Kidan Adane wasn’t fooled by Uxlay University’s beauty.
The campus sparkled, sheets of water running down its old stones, turning it to reflective glass. There was a reason the Philosophy Tower was always soaked in rain, washing itself of the blood of its students. The black statue on the spire disappeared into the swollen clouds but the hunch of the figure’s shoulders was unmistakable. Kidan felt the same way. Buried by the weight of all the acts she’d committed, remembering the two lives she’d helped feed to this ravenous institution. She adjusted her scarf higher, trying to cover her ears against the stony chill. The scarf smelled like peaches still. Like Ramyn. She reached into her pocket, tracing GK’s journal. A wince of guilt went through her but she wanted the scarf and journal with her as reminders of Ramyn and GK, a way of bringing them with her to the first day of class, along with Slen and Yusef, who were by her side. It was a promise to always remember their original group, and in GK’s case, to bring him home.
For a second, Kidan imagined the fire trapped in the lion lampposts catching, leaking down the pole like lava, snaking down the corridors into the Grand Library, into the vampire buildings, cleansing all the misery from this place.
Kill all evil.
Eradicate all evil.
A part of Kidan burned to answer this old call, something deep in her bones demanding to awaken, because she had been created to cleanse this world ofsomething.
But what?
Kidan had already translated the message wrong once.

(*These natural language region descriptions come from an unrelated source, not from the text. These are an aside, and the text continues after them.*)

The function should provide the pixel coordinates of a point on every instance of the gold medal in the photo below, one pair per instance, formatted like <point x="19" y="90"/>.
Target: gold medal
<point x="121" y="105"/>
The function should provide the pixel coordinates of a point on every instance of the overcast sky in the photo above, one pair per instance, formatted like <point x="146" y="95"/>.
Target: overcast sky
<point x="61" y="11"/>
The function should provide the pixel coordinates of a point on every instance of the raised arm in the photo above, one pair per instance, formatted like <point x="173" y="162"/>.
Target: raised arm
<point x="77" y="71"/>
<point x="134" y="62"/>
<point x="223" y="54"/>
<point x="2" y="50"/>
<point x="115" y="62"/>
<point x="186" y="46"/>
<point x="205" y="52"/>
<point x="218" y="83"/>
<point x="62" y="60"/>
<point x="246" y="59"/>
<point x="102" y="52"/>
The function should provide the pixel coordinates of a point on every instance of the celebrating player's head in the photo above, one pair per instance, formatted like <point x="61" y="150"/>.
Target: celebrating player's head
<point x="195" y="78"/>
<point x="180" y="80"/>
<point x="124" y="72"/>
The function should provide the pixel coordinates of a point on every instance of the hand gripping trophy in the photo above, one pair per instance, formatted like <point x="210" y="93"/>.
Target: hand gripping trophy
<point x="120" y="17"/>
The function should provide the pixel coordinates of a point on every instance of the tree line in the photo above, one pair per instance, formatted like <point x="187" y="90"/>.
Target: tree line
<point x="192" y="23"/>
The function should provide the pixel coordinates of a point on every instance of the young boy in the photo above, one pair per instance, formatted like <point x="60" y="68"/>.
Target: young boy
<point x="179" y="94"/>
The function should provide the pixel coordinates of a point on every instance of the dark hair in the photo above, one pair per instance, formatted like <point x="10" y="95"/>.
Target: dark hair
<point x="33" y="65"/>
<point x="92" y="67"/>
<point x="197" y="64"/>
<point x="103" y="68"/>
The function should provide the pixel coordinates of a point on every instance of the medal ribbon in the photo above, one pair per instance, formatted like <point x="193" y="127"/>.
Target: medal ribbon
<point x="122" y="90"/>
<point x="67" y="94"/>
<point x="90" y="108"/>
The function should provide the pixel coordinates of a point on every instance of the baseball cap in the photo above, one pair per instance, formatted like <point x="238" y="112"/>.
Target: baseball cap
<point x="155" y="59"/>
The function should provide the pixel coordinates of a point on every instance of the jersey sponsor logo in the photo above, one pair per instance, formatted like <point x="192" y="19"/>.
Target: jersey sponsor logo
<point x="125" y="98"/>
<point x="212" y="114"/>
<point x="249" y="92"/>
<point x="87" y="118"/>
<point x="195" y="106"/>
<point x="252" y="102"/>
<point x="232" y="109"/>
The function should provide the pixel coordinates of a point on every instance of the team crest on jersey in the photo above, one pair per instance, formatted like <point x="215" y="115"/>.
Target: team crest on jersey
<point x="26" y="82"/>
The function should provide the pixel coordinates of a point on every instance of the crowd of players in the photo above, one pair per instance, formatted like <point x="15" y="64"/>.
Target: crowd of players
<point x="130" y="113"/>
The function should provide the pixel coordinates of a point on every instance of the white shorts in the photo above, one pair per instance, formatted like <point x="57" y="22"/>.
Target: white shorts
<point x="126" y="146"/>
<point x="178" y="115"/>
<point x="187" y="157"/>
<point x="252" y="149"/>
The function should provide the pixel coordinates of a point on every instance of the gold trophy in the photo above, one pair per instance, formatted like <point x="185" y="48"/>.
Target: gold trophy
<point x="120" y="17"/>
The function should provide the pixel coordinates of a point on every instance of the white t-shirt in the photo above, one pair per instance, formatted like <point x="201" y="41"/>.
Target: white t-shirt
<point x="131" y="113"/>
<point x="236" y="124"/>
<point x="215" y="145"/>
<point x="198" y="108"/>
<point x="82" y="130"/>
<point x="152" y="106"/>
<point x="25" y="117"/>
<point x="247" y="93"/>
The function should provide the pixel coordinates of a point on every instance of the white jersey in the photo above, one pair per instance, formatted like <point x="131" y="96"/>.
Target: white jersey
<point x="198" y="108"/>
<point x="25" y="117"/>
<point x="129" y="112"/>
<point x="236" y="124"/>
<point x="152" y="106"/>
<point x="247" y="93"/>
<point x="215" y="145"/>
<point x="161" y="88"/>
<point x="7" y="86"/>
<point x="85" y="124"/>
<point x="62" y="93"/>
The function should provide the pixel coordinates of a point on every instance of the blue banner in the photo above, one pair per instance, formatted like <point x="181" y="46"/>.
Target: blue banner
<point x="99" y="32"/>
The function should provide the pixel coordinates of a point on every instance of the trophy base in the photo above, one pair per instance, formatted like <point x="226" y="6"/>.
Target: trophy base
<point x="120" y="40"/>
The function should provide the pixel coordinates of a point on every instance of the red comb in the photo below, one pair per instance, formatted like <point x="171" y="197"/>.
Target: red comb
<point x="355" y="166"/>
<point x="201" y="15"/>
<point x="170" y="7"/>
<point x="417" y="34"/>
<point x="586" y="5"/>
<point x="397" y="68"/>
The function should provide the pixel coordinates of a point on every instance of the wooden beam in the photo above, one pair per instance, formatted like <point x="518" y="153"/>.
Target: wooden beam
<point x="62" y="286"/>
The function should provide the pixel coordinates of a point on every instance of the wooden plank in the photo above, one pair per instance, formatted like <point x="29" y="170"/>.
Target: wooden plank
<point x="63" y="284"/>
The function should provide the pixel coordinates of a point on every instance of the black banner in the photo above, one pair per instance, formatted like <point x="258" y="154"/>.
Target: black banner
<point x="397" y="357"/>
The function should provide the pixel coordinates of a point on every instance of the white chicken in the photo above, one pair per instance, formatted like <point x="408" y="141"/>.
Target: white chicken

Thought she was the great evil, the thing to be destroyed until Uxlay opened its gilded gates and worshipped murderers like her. Yet if she was worth saving, with all her crooked parts, what had to die? Something had to, it always did because Kidan still wasn’t free. The chain around her ankle had been extended, yes, but something else kept her to the ground. Restrictive like a band around her lungs.
There was something she had to kill.
And she was actively looking for it.
Yusef pulled his warm wool hat over his ears, studying each student who passed by with plain suspicion.
“Stop that,” Slen muttered, breathing into her large collar.
“How can I?” he whispered. A scent of almonds from the hot chocolate in his cup followed him. “Any one of them could be a member of the 13th. We’re so fucked.”
Kidan didn’t want to agree and heighten his anxiety. Between Samson and her sister, she had almost forgotten another threat lived within Uxlay.
Instead, Kidan asked, “How’s your dad?”
Yusef froze, scratching his cheek. “Uh, haven’t visited him. I keep going to Drastfort but can’t enter.” He released a breath. “What am I supposed to say?Hi, Dad, I know I’ve spent my whole life thinking you’re a cold-hearted murderer and ignoring your letters, but now that I’ve actually killed someone, I kind of understand. I know it’s this fucked-up university—”
He cut off when he realized both Slen and Kidan had stopped walking a couple steps back. “Maybe I’m nervous.”
Kidan smiled softly. “We’ll come with you.” Omar Umil was the only decent adult she knew.
He exhaled, fogging the air. “Thanks.”
Kidan scanned the passing students as well, but not for the 13th. June hadn’t been in the house this morning. In the spare bedroom her sister had taken, there were long skirts and thick sweaters strewn about as if she’d tried them on.
Slen snuck her a glance, intelligent eyes working too fast. “She’ll be with her tour guide. Dranacti classes don’t start until next week.”
Kidan tried to keep her burning gaze on the Philosophy Tower. “She shouldn’t be anywhere near this place. What, does she think she’s going to graduate Dranacti and master the house before me?”
“You’d be surprised what people will do with enough motivation,” Slen said. “Keep your focus.”
There it was again. That strange sense of unease that seemed to hover around the two of them whenever school was involved.
Dranacti had destroyed their morals and whatever their Mastering a House Law class demanded, Kidan was ready to pay it. She was just afraid Slen might be wired the same way.
“I am focused. I’ll master the house and bring GK home.”
At the mention of his name, time slowed down around them. A wound exposed.
Yusef’s face lost its light. “Where do we even begin to look?”
“We can’t talk about this here,” Slen said, watching the passing students and vampires. “Focus on being house masters first. Only then can we conduct our own private searches through our dranaics.”
Kidan understood Slen’s strategy but that didn’t mean she liked it. They couldn’t use the Sicions, so it was up to them. Technically, once Kidan recruited more companions into Adane House, she could order them to comb the country for GK.